Dalam pengantarnya, Ir. H Ibnu M Bilaludin selaku narasumber pertama menyampaikan bahwa Ummat Islam, terkhusus lagi warga Muhammadiyah merupakan pemilik saham berdirinya NKRI, oleh sebab itu maka adalah kewajiban kita bersama untuk merawat dan menjaga keberlangsungan Republik Indonesia. Pancasila, sebagai dasar negara kita yang telah disepakati bersama menjadi dasar negara juga merupakan hasil permusyawaratan para founding fathers, yang mayoritasnya juga merupakan wakil dari ummat Islam, salah satunya adalah Kahar Muzakir, tokoh Muhammadiyah dari Yogyakarta. Pun juga saat krusial ketika kesepakatan untuk mencoret 7 kata di sila pertama Piagam Jakarta demi persatuan dan kesatuan NKRI juga adalah karena kebesaran hati dari tokoh-tokoh Islam, diantaranya Moh Hasan, Kasman Singodimejo dan Ki Bagus Hadikusumo. Sehingga memang tidak ada alasan lagi bagi kita sebagai generasi saat ini untuk tidak turut serta menjaga persatuan dan kesatuan bangsa yang telah dicontohkan oleh para tokoh Islam pendahulu kita.
Selanjutnya, narasumber kedua, Agung Mabruri Asori, dalam paparannya menyampaikan bahwa realitas adanya kemajemukan dalam tubuh bangsa Indonesia merupakan suatu hal yang tidak bisa dihindari. Sejarahnya sejak jaman Majapahit pun sudah dirumuskan tentang persatuan dalam kebhinekaan yang saat ini kita pakai sebagai semboyan negara, Bhinneka Tunggal Ika, berbeda beda tetapi satu jua.
Sungguhpun demikian, dalam negara merdeka pasca mengalami penjajahan sekian lama, maka merumuskan kembali semangat persatuan itu bukan sesuatu yang mudah. Apalagi saat ini ada begitu banyak persoalan yang membelit bangsa ini, diantaranya : intoleransi berbasis agama, politik identitas, korupsi, radikalisme dan ekstremisme, individualistik dan materialistik.

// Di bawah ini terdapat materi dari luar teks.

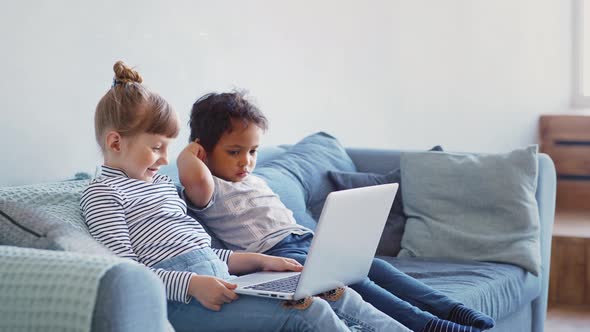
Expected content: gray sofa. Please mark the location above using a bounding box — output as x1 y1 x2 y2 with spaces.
0 144 555 332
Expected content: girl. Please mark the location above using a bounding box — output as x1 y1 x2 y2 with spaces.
178 91 495 332
81 61 409 332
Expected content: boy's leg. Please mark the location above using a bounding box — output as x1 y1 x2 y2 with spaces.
261 250 410 331
349 276 436 332
272 251 414 331
268 244 491 330
368 258 494 329
368 258 458 317
166 295 348 332
349 279 484 332
320 287 411 332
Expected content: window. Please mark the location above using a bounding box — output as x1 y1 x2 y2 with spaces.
574 0 590 106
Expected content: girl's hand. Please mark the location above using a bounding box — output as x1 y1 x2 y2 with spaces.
259 255 303 272
188 275 239 311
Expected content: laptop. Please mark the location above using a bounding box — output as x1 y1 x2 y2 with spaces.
232 183 399 300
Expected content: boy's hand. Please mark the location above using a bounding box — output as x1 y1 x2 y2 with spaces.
259 255 303 272
177 139 214 208
185 139 207 162
227 252 303 275
188 275 239 311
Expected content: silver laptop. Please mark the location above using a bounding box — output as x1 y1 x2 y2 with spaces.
232 183 399 300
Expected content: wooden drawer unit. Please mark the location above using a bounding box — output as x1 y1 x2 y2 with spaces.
549 235 590 306
548 212 590 306
540 115 590 210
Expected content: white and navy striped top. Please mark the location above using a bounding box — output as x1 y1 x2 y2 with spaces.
80 165 233 303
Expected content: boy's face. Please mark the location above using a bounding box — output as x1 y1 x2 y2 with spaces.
206 119 262 182
107 133 172 182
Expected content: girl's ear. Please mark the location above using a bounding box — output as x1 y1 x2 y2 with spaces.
105 131 123 153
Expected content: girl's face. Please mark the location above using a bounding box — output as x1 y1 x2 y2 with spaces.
109 133 172 182
206 120 262 182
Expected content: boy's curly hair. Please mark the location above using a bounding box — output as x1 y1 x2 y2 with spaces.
189 91 268 152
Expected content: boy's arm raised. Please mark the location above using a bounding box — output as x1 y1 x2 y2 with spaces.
177 141 214 208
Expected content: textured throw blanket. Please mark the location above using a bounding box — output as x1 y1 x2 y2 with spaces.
0 245 128 332
0 179 91 233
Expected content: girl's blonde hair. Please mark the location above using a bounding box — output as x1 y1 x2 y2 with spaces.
94 61 179 151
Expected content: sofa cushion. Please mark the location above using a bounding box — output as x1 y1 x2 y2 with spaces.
0 180 112 255
254 132 357 230
380 256 541 321
399 145 541 275
327 146 443 257
328 169 402 256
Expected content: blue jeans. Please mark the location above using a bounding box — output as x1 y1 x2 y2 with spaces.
265 233 461 332
153 247 410 332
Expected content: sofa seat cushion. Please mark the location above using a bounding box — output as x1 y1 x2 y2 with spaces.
377 256 541 321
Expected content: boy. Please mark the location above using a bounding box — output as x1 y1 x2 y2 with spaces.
177 91 494 332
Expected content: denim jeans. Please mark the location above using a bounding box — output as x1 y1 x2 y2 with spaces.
153 247 410 332
265 233 461 332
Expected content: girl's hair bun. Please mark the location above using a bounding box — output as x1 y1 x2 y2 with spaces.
113 60 143 85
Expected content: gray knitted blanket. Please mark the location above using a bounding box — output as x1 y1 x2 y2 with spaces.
0 245 127 332
0 179 90 233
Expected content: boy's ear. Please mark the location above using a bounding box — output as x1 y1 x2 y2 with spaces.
105 131 123 153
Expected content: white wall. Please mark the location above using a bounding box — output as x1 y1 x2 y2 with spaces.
0 0 572 186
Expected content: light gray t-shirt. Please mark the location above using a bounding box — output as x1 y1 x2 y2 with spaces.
184 175 312 253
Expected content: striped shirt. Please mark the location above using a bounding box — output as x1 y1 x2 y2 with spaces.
80 165 232 303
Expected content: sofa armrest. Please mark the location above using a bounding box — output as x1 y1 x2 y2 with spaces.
0 246 169 332
532 153 556 332
92 262 169 332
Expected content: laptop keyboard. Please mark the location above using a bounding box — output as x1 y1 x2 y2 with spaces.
244 274 300 293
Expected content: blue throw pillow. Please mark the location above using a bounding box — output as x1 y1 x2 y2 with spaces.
399 145 541 275
327 145 442 256
254 132 357 230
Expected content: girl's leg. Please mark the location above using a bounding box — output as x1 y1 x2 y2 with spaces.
167 291 410 332
167 295 347 332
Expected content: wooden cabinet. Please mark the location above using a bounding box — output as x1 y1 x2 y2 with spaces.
541 115 590 305
548 212 590 306
540 114 590 210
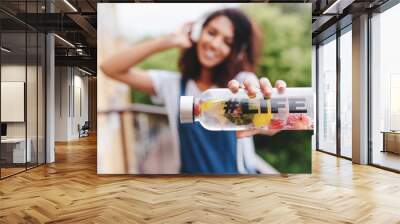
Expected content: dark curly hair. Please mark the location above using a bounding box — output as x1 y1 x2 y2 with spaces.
178 8 262 87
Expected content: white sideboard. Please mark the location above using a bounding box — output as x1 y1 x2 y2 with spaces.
1 138 32 163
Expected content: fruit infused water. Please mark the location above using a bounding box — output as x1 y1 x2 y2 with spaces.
180 88 314 131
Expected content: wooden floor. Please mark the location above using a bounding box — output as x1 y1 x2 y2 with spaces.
1 163 44 178
1 167 26 178
1 135 400 223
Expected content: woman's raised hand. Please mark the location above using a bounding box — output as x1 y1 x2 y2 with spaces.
168 22 194 49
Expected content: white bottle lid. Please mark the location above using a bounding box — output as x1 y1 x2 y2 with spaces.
180 96 194 123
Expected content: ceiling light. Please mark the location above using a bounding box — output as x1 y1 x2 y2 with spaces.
78 67 93 76
323 0 354 15
63 0 78 12
54 34 75 48
1 47 11 53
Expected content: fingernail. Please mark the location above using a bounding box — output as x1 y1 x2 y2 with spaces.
279 86 286 93
248 88 256 98
264 90 271 98
262 79 271 88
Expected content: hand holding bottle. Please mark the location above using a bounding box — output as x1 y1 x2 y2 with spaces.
227 77 287 137
227 77 287 98
180 78 314 133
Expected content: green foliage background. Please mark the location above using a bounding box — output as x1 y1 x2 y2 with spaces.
133 3 312 173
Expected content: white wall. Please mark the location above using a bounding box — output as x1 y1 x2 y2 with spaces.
1 65 38 138
54 67 89 141
55 66 69 141
1 64 46 164
312 45 316 150
1 66 26 139
72 73 89 138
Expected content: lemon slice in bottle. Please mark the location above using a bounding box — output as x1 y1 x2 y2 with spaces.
252 113 272 127
201 100 224 113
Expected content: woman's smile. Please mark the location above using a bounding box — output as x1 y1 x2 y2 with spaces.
197 15 234 68
205 49 217 60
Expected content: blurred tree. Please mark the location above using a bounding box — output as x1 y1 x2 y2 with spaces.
254 131 312 173
241 3 312 87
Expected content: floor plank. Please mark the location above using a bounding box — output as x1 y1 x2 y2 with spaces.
0 135 400 223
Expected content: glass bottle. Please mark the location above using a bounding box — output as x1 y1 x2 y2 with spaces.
180 88 314 131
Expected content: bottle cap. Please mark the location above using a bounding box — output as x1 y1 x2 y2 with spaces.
180 96 194 123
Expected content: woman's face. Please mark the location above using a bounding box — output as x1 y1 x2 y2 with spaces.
197 15 234 69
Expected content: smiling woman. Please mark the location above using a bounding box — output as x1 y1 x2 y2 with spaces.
180 9 261 89
98 1 304 174
100 6 288 175
197 16 234 68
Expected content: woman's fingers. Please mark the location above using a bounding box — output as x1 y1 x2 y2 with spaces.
179 21 195 36
229 77 284 98
275 80 287 94
259 77 272 98
183 21 194 31
243 79 257 98
228 79 240 93
170 21 195 49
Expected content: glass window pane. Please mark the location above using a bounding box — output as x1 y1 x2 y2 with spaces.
340 29 352 158
1 30 27 177
371 3 400 171
1 0 46 179
38 32 45 165
318 37 337 154
27 0 39 169
27 31 38 169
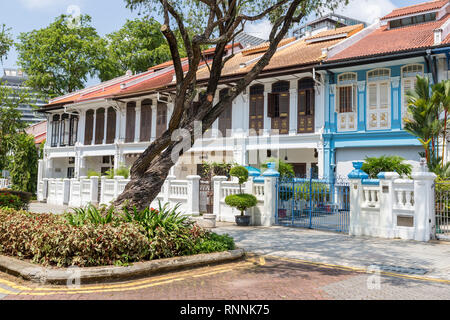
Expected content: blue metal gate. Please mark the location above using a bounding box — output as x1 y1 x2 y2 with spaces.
276 176 350 233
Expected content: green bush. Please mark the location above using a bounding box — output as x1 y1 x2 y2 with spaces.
193 232 235 254
0 189 31 210
225 193 257 216
229 166 249 185
87 170 101 178
65 204 118 227
0 193 23 210
362 155 412 179
0 209 150 267
105 166 130 179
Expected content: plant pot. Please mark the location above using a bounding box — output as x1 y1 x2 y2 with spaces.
235 215 251 226
202 214 217 228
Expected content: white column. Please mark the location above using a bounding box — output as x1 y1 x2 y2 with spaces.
289 86 298 135
378 172 399 238
62 178 71 205
349 178 363 237
91 109 97 145
412 172 437 242
151 101 157 140
103 107 108 144
263 83 271 135
135 100 141 143
187 175 200 216
42 178 49 202
164 175 176 203
262 176 278 227
78 110 86 145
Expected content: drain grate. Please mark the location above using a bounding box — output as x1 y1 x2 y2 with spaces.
369 264 429 275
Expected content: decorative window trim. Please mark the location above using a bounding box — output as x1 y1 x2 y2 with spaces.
401 64 424 79
337 72 357 86
367 68 391 82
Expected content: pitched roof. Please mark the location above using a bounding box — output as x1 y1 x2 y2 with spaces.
305 24 364 40
328 13 450 61
381 0 448 20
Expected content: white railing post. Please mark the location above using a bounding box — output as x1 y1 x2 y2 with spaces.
412 171 437 242
348 162 369 236
378 172 399 238
42 178 49 202
90 176 99 205
187 175 201 216
213 176 228 221
262 162 279 227
100 176 107 205
62 178 71 205
164 175 176 204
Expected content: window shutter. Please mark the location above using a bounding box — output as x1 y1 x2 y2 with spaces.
368 83 377 109
106 107 116 144
380 82 389 108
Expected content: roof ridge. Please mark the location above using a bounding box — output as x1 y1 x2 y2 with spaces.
390 0 445 12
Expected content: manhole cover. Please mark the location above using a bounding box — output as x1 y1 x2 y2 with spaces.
369 264 429 275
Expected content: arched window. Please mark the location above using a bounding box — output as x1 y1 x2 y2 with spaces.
95 108 105 145
249 84 264 136
336 73 357 113
140 99 152 142
268 81 290 134
60 114 70 147
366 69 391 130
84 110 94 145
401 64 424 125
218 88 232 137
69 113 78 146
51 114 60 147
298 78 315 133
125 102 136 143
106 107 116 144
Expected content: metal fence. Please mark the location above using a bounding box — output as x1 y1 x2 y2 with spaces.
276 176 350 233
435 179 450 240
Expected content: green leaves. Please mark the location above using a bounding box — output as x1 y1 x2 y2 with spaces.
225 193 257 215
0 24 13 64
8 134 39 194
361 155 412 179
16 14 104 98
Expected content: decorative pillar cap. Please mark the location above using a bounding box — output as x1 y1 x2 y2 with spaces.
245 166 261 177
377 172 399 180
348 162 369 180
262 162 280 177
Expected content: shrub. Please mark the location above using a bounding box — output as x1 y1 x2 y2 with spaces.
65 204 118 227
193 232 235 254
105 166 130 179
229 166 249 185
362 155 412 179
87 170 101 178
225 193 257 216
0 189 31 210
0 193 22 210
0 209 150 267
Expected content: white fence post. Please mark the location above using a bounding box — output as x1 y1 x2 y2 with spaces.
261 162 279 227
187 175 201 216
213 176 228 221
90 176 99 205
378 172 399 238
40 178 49 202
348 162 368 236
412 171 437 242
62 178 71 205
164 175 176 204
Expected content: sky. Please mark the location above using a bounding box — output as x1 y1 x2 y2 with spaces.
0 0 429 81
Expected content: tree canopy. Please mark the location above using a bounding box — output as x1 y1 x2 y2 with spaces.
0 24 13 64
16 14 105 98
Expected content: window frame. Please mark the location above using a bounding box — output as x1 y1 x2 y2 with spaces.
401 64 424 127
366 68 391 130
336 72 357 114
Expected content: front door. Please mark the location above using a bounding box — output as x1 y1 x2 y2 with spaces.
298 88 314 133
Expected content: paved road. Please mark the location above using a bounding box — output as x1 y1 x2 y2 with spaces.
214 223 450 281
0 255 449 300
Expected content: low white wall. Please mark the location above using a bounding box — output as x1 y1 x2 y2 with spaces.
349 171 436 242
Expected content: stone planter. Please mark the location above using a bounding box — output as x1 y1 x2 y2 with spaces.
235 214 251 226
202 214 217 228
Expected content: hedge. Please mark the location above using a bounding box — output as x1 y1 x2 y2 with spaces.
0 189 32 210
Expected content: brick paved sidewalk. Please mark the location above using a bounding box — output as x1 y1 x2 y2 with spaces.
214 223 450 281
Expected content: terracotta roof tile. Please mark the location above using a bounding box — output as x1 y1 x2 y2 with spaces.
381 0 448 20
305 24 364 40
241 37 296 56
329 14 450 61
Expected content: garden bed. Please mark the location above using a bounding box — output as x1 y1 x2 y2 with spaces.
0 203 236 272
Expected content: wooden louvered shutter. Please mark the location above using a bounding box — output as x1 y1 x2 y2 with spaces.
106 107 116 144
84 110 94 145
156 102 167 138
125 102 136 143
140 100 152 142
268 93 276 118
95 108 105 145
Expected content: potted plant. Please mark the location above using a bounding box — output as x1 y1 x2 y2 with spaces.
224 166 257 226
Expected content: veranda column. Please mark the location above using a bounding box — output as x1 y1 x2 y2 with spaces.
289 83 298 135
91 109 97 145
134 100 141 143
151 101 157 140
263 83 271 136
78 110 86 145
103 107 108 144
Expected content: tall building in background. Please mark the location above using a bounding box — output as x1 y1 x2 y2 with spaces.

Sungguhpun demikian, berbagai upaya untuk memperkokoh persatuan dan kesatuan bangsa terus dilakukan, antara lain dengan membangun jiwa dan semangat nasionalisme yang dicontohkan oleh saudara kita kalangan nahdliyin dengan semboyan hubbul wathon minnal iman, kemudian di kalangan kita, warga persyarikatan dengan mengusung semangat Darul Ahdli wa Syahadah.
Langkah lain yang dilakukan adalah dengan membangun budaya atau semangat toleransi, kemudian juga dengan menggelorakan sikap ta'awun (saling menolong) di antara sesama anak bangsa. Dan tak lupa adalah menggali nilai-nilai kearifan lokal seperti semangat gotong royong, tepo seliro, yang sesungguhnya adalah pengejawantahan dari nilai-nilai budaya adiluhung bangsa kita.
Terakhir, tentu saja untuk membumikan Pancasila dalam rangka memperkokoh persatuan dan kesatuan NKRI, diperlukan keteladanan dari para elit untuk bisa menempatkan kepentingan bangsa dan negara di atas kepentingan pribadi dan atau golongannya. Hal ini sangat penting, karena satu teladan itu lebih bermakna daripada seribu retorika yang kosong belaka. Karena seperti pepatah, ikan itu busuk dari kepalanya.
Acara yang dihadiri oleh sekitar 150 orang peserta dari kecamatan Girimulyo, Nanggulan dan sekitarnya tersebut kemudian diakhiri dengan doa penutup pada sekitar pkl 15.00 WIB.